Cloud Compounding: Fault-tolerance for meeting availability requirements

Fault-tolerance is a highly important aspect in a mobile cloud, even more so than a conventional cloud because of the mobile nature of the devices, i.e. “mobility is inherently hazardous” [2]. Disconnection can happen due to user mobility as devices enter and leave a network. Running out of battery power, network signal loss, or hardware failures are other common factors.

Redundancy. The FT support in Hyrax [14] comes from the FT mechanisms of Hadoop on which Hyrax is based. Hadoop recovers from task failure by re-execution and redundancy. If node failure is anticipated, the task is replicated on another node/s that is deemed to be stable. In their testing and evaluations, where applications such as Sort, Grep and Word Count were ported, it was found that Hyrax was able to recover more effectively when the number of nodes was higher.

In [12] although FT is not implemented, it is mentioned as future work, where the authors suggest using context-awareness for fault-tolerance purposes. Context information would be used to judge if a node is unstable, and if so, task redundancy could be carried out to increase the success level of task completion.

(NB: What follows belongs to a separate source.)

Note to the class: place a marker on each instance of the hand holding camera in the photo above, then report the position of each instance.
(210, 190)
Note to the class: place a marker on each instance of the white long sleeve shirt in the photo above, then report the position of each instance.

Proxy migration. In [62] FT is achieved by migrating the proxy service. In the event that a proxy node fails, its place is taken up by another node in the service cloud so as to ensure minimal disruption to the communication stream/s. This was tested using a testbed comprising PlanetLab nodes and hosts on a university intranet, and two strategies were implemented: on demand backup where another service is migrated as soon as system detects failure, and ready backup where a backup node is configured by default at the time of service composition. Of these two strategies, the ready backup was slightly faster, as can be expected, since the system only needs to reconfigure the relay to forward the stream in that case. The authors also suggest using the client middleware to trigger reconfiguration faster in future work.

Resource tracking. In [77], Palmer et al. proposes using the Ibis grid computing platform to address similar problems in mobile computing. The Ibis framework enables users to integrate their mobile devices onto the grid taking advantage of the grid’s computational power. Here, FT is achieved by the Ibis system’s resource tracking model using the ‘JEL’ API standing for ‘Join, Elect, Leave’. As the name suggests the JEL API gives the system malleability, enabling it to adapt as new mobile nodes join and leave the network. The ‘Join’ operation notifies the application when a new node connects to the distributed system, thereby facilitating the applications to scale up. The ‘Elect’ operation is used to elect a node into the coordinating role. Whenever a node is disconnected, whether by choice or fault, the ‘Leave’ operation notifies the application and triggers an ‘Elect’ to select a new node to fill in.